When a group of artists took over the Teatro Valle, Rome’s oldest theater, in June 2011, nobody thought they would last long. Yet the artists, actors and crew members who first barricaded themselves in Valle soon grew into a crowd of fierce Occupiers who under the national media spotlight became the country’s foremost anti-austerity crusaders.

The past year has brought a great number of Italian theaters into the political spotlight in what might be considered the country’s parallel to the Spanish indignados or the Occupy Wall Street movement. Though two different efforts to kick-start an Italian version of the indignados failed—the first large one taking place in June and the second in late October of 2011—the ongoing Valle occupation is a unique response to the austerity crisis crippling much of Europe’s economy.

Matteo Bianchini, 24, an engineering student at Sapienza University of Rome and one of the 50 people currently occupying the Valle, explains: “We are not against the concept of privatization.
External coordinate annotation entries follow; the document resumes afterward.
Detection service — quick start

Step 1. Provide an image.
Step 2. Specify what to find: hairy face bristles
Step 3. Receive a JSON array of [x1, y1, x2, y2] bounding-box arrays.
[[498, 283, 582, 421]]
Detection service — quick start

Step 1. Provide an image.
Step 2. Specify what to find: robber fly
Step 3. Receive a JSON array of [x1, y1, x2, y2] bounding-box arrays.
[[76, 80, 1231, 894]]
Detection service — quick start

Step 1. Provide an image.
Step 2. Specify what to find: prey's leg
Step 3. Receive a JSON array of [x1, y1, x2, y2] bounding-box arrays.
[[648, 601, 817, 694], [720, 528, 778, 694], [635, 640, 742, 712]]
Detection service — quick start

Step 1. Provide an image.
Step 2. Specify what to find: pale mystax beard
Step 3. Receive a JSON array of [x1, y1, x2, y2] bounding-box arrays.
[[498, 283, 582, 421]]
What we don’t want is a form of privatization that only benefits [those who are] already rich. A privatization that is done by politicians for politicians. We decided we had to end that vicious cycle and take control of the theater ourselves in order to give it back to the people and the community.”
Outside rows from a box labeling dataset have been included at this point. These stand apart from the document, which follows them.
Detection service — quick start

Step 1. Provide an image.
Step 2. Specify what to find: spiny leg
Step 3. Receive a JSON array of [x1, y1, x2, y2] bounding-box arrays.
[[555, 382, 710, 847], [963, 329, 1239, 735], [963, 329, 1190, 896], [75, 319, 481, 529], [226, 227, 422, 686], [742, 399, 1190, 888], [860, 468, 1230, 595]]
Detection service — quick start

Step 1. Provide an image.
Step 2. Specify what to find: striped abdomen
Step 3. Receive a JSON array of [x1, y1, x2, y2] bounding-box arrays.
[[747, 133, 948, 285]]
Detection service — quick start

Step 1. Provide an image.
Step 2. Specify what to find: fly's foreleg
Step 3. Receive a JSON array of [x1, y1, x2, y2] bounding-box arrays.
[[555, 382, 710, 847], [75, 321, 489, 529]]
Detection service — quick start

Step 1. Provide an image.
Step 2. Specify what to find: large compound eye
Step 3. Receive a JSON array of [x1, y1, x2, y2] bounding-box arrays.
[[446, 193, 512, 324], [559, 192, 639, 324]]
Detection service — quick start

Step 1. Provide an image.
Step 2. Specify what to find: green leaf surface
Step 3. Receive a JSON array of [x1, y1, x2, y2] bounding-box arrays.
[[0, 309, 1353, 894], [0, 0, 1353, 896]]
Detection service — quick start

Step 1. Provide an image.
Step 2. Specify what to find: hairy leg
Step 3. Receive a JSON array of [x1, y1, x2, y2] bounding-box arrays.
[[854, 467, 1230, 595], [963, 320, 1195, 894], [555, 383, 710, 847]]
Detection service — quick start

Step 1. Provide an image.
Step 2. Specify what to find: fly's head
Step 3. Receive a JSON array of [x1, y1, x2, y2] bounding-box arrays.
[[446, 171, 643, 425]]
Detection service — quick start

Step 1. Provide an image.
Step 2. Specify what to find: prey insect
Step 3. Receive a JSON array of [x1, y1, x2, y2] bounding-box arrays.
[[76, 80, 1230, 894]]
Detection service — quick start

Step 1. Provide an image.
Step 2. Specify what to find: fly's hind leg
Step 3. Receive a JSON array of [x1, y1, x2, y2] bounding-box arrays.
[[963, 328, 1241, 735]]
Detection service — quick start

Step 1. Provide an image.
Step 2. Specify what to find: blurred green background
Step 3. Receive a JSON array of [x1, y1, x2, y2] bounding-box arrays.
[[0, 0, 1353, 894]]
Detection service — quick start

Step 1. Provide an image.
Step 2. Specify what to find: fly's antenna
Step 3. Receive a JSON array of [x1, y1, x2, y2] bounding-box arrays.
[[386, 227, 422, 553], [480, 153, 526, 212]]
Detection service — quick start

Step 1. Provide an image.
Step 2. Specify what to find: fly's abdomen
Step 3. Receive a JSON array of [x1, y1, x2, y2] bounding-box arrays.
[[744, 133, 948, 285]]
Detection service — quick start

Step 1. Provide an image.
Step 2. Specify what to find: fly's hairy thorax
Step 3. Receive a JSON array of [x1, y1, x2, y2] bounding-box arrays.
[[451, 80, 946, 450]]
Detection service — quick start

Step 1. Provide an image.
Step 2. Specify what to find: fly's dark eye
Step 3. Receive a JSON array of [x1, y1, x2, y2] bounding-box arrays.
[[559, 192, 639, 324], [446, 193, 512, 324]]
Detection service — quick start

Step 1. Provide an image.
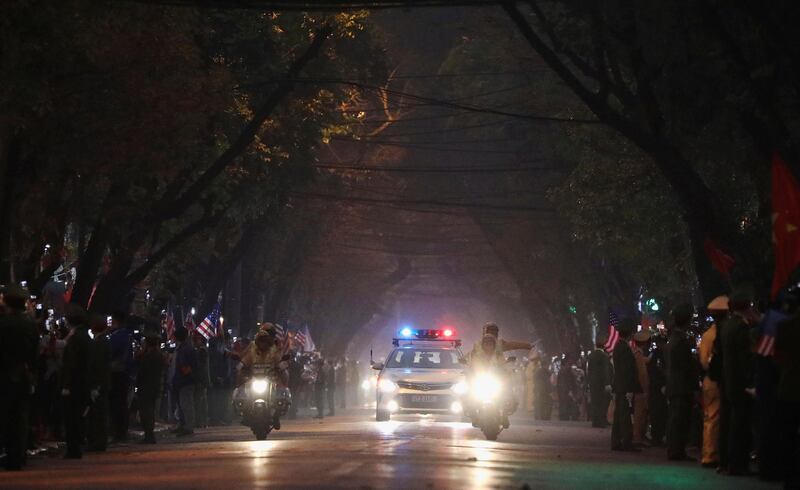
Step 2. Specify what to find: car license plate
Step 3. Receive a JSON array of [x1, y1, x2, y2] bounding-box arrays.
[[411, 395, 437, 403]]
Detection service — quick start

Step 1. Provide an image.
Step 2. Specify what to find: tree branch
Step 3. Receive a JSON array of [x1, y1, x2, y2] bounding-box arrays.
[[148, 24, 333, 221]]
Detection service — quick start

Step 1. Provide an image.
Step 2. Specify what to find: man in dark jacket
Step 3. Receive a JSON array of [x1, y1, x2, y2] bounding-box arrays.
[[0, 286, 39, 470], [192, 332, 211, 427], [720, 291, 756, 475], [556, 354, 578, 420], [86, 314, 111, 451], [172, 327, 197, 436], [136, 328, 164, 444], [208, 333, 233, 425], [589, 338, 611, 427], [314, 357, 326, 419], [61, 305, 90, 459], [775, 308, 800, 488], [108, 312, 133, 441], [322, 358, 336, 416], [611, 318, 642, 451], [664, 304, 699, 461]]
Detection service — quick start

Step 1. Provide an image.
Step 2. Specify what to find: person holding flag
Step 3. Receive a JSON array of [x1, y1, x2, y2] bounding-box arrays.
[[611, 318, 642, 451]]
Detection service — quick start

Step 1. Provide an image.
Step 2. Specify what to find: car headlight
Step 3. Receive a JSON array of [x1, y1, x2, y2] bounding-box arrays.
[[470, 374, 502, 400], [250, 379, 267, 393], [450, 381, 469, 395], [378, 378, 397, 393]]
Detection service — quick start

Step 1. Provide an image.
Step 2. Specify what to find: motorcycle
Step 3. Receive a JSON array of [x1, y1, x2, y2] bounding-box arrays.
[[469, 358, 516, 441], [234, 364, 292, 441]]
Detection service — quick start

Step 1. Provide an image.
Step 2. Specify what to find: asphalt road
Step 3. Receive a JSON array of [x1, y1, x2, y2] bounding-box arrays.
[[0, 411, 779, 490]]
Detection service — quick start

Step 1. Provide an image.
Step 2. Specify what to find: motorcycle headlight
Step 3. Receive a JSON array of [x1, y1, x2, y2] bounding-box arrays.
[[250, 379, 267, 393], [471, 374, 502, 400], [378, 378, 397, 393], [450, 381, 469, 395]]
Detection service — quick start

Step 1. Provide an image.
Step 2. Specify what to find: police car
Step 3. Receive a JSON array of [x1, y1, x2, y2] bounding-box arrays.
[[372, 328, 467, 422]]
Today, similar occupations are underway at four other major theaters in Palermo, Catania, Venice and Rome, along with smaller theaters around the country. Over the past year, these scattered initiatives have become a single intertwined reality that has created a perpetual cycle of plays, shows, exhibitions and talks that move through the occupied stages of Italian cities.

Critics should also be reminded that in 1921, Teatro Valle staged the first performance of Italian playwright Luigi Pirandello’s “Six Characters in Search of Author,” a precursor to what would become known as the Theater of the Absurd. At the end of that show, the crowd chased Pirandello down the corridor and into his dressing room, shouting: “Mental hospital! Mental hospital!”

Inspired by Pirandello, the Valle’s Occupiers are defending their theater from an angry crowd that is shouting: “Austerity! Austerity!”